Fabrication, characterization and applications development of a microfluidic device for the array deposition of biomolecules

In this work the motivation, fabrication and characterization of a microfluidic device for the flow deposition of biomolecules in an array format has been presented. The continuous flow microspotter (CFM) is a device that utilizes flow through microchannels for flowing biomolecule laden solution over specific areas of a substrate. The biomolecules are deposited on these specific areas to form microarrays. Novel applications have been demonstrated for the CFM. The microfabrication steps for prototyping the CFM have been described and an innovative process for the fabrication of high aspect ratio microfludic devices has been developed. A CFM device made using this process has been successfully tested. The effect of deposition parameters such as concentration, flow rate and time on the deposited arrays has been investigated and optimal conditions for flow deposition have been deduced. A higher flow rate for a shorter time gives better results for nonspecific adsorption and a lower flow rate for a longer time works better for specific adsorption on the substrate. The activity of antibodies (in binding to the corresponding antigens) deposited by the CFM has been verified in comparison with the same antibodies immobilized in-line using a commercially available instrument. The deposition of protein and antibody arrays on a variety of surfaces has been demonstrated using the CFM and compared to conventional array deposition methods.
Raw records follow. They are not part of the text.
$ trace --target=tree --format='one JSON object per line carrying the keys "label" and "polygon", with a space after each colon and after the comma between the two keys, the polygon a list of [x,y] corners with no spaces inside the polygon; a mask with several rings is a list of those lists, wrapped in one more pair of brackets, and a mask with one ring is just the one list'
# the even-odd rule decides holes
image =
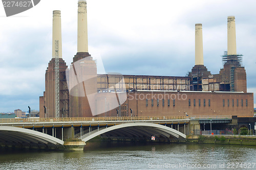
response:
{"label": "tree", "polygon": [[248,134],[248,129],[246,127],[241,128],[240,134],[242,135],[246,135]]}

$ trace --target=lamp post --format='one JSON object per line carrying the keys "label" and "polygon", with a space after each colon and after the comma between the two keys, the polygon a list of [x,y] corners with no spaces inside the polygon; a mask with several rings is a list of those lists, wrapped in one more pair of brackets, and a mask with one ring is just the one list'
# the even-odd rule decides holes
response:
{"label": "lamp post", "polygon": [[210,134],[211,135],[211,120],[210,120]]}
{"label": "lamp post", "polygon": [[204,124],[204,135],[205,134],[205,124]]}
{"label": "lamp post", "polygon": [[250,135],[251,135],[251,124],[249,124],[249,125],[250,125]]}

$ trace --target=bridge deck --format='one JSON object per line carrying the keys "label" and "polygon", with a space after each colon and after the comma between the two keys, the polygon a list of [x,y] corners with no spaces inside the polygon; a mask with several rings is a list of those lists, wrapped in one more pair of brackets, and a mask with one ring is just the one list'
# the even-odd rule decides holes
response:
{"label": "bridge deck", "polygon": [[159,124],[187,124],[191,120],[231,119],[231,116],[157,116],[157,117],[61,117],[0,119],[0,126],[12,126],[24,128],[50,127],[63,126],[80,126],[114,125],[131,122],[148,122]]}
The results show the advantages of using flow deposition over conventional methods in producing high quality arrays from both dilute and concentrated solutions. Other applications for the CFM such as sequential chemistry on a spot, antibody capture from complex mixtures and antibody affinity determination have been proven. The flow deposition has been modeled using a computational fluid dynamics program and the model verified against experimental data. The model accounts for convective, diffusive transport and adsorption reaction at the surface. The relative rates of these processes affect the quantity of the biomolecules deposited on the array substrate.;The feasibility of the CFM as a device for flow deposition has been confirmed for a variety of biomolecules with different surface capture mechanisms. Optimal operating conditions for the CFM have been evaluated. The CFM can be used as a device to increase quality and throughput of biomolecular arrays for a variety of applications.